1.
Introduction
Unconstrained optimization is one of the fundamental problems in the optimization theory [4,26]. It has broad applications across various fields such as engineering design, financial investments, signal processing, and so on [6,18,21]. In engineering design, unconstrained optimization is used to determine the most efficient design parameters for systems or products, which may either include optimizing the dimensions of mechanical components or minimizing material usage while maintaining the structural integrity. In financial investments, unconstrained optimization techniques enable investors to identify the optimal portfolio allocation, thereby balancing the risk and the return without being confined by predefined constraints. This helps investors maximize the expected returns while minimizing the potential losses. In signal processing, unconstrained optimization is employed in tasks such as signal denoising, image quality enhancement, and performance optimization of communication systems. By either minimizing error functions or maximizing the signal-to-noise ratio, unconstrained optimization algorithms can extract meaningful information from noisy data. Therefore, the discussion of methods for solving unconstrained optimization problems becomes very important.

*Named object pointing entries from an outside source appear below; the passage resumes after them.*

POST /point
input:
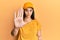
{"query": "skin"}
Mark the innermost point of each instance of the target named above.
(19, 22)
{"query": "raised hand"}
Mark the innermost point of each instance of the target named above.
(18, 19)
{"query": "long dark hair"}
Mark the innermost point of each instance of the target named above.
(32, 16)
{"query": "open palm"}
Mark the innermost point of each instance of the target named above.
(18, 19)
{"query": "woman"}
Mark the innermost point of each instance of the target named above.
(26, 25)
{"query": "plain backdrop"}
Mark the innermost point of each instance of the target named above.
(47, 12)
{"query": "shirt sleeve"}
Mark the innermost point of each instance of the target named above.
(38, 26)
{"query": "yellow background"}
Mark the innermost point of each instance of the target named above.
(46, 11)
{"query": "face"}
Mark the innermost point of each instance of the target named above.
(28, 12)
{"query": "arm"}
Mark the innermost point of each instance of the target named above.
(39, 35)
(15, 31)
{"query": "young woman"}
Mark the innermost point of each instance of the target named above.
(26, 24)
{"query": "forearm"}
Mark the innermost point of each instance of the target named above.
(15, 31)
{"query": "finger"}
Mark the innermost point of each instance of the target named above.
(15, 15)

The trust region method is one of the most commonly used iterative algorithms to solve unconstrained optimization problems [14,27]. The fundamental concept behind the trust region method lies in constructing a surrogate model that approximates the objective function within the neighborhood of the current iteration point. This surrogate model captures the local behavior of the original objective function, thus allowing the algorithm to compute the optimal step size or the trial step within the predefined trust region.

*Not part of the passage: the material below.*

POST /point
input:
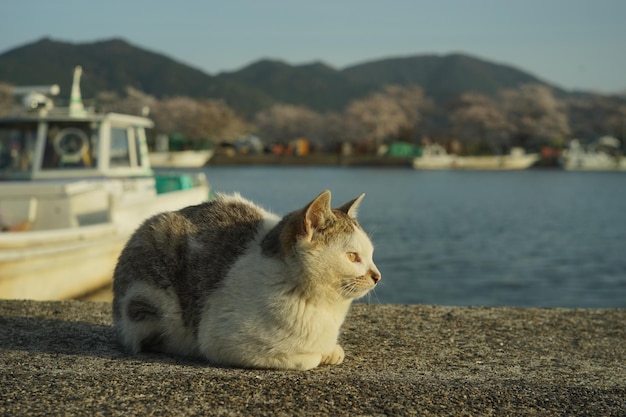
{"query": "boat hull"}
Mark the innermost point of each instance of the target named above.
(67, 263)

In most practical implementations, a quadratic model is typically chosen as the approximation function due to its mathematical convenience and the availability of efficient solvers. However, the effectiveness of the quadratic model heavily depends on the proper tuning of its parameters. Researchers have proposed various techniques to solve trust region subproblems, including exact solutions, dog-leg methods, and conjugate gradient methods [1,5,33].
However, trust region subproblems are often difficult to solve, particularly for complex objective functions and high-dimensional problems, thus leading to increased computational costs. The challenges typically arise from the non-convexity and multimodal nature of the surrogate function within the trust region, requiring frequent subproblem solutions during the iterative process. To address this, researchers have explored methods to improve the efficiency of solving these subproblems by developing more efficient solvers, employing advanced optimization techniques, and exploring alternative approximation functions [8,22,23].

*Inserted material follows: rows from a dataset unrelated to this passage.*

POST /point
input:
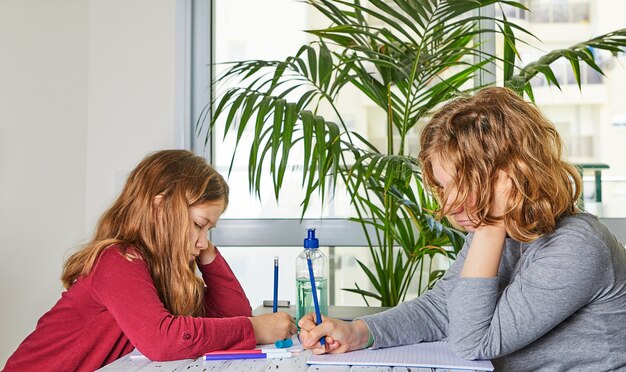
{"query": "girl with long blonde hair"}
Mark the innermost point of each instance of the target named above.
(134, 284)
(539, 284)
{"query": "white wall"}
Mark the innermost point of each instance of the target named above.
(86, 90)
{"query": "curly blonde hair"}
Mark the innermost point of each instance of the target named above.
(493, 131)
(159, 231)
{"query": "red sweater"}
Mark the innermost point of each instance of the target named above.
(116, 308)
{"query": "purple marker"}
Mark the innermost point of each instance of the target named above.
(248, 356)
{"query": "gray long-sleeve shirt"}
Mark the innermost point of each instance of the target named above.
(557, 304)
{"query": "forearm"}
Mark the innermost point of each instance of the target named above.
(422, 319)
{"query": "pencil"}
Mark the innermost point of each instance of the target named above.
(318, 315)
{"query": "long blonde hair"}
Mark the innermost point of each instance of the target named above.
(496, 130)
(159, 231)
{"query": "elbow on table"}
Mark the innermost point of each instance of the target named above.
(471, 349)
(162, 354)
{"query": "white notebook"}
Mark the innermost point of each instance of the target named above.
(425, 354)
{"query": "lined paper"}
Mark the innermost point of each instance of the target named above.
(425, 354)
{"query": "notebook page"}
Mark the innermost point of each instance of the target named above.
(426, 354)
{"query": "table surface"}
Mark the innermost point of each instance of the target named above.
(131, 362)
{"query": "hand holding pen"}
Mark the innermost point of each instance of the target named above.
(340, 336)
(268, 328)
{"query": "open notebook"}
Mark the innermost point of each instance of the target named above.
(425, 354)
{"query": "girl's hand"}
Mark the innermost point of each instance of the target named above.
(340, 336)
(271, 327)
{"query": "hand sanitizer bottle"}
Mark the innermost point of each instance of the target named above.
(304, 297)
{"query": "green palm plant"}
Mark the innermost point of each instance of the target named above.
(406, 57)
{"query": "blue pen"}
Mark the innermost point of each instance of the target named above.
(275, 304)
(318, 315)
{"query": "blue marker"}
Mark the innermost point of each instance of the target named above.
(316, 303)
(275, 304)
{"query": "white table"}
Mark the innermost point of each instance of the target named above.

Overall, trust region methods remain powerful tools for unconstrained optimization, and further advancements in subproblem solvers could enhance their performance and applicability to a wider range of problems. To handle situations where the trial step is not accepted, trust region methods combined with line search techniques have been proposed [11,25]. When the trial step is rejected, these algorithms use the trial step as the search direction and apply a line search technique to determine the corresponding step size. However, these methods require the objective function to monotonically decrease at each iteration, which has some impact on the convergence rate of the algorithm. With the introduction of nonmonotone techniques [12], a new class of nonmonotone trust region algorithms was developed [7], which allowed the sequence of the objective function values to be nonmonotone. Numerical results show that these methods outperform traditional trust region methods. Further research has been conducted in this area [10,28,29].
However, in some cases, the class of aforementioned nonmonotone techniques that used a maximum of recent function values may ignore some better function values. To address this, scholars have proposed improved nonmonotone strategies. Zhang and Hager [34] introduced a new nonmonotone line search algorithm that replaced the maximum function value with the average of recent function values. Gu and Mo [13] developed a simplified nonmonotone strategy that was applied within the trust region framework, which avoided the complex parameterization process of Zhang and Hager [34]. Zhou et al. [35] proposed a nonmonotone trust region method based on a simple model, which performed well on large-scale problems. Improved nonmonotone techniques have also been applied to solve other problems, such as the nonmonotone BFGS (Broyden, Fletcher, Goldfarb and Shanno) algorithm proposed by Wan et al. [31] for smooth nonlinear equations, where the nonmonotone parameters were updated using known information of the nonlinear equation. Some scholars have developed new nonmonotone line search rules that were applied to unconstrained and box-constrained optimization problems [16,19]. In contrast to previous work, we study a stochastic nonmonotone technique that allows the algorithm to explore a larger solution space during the search process.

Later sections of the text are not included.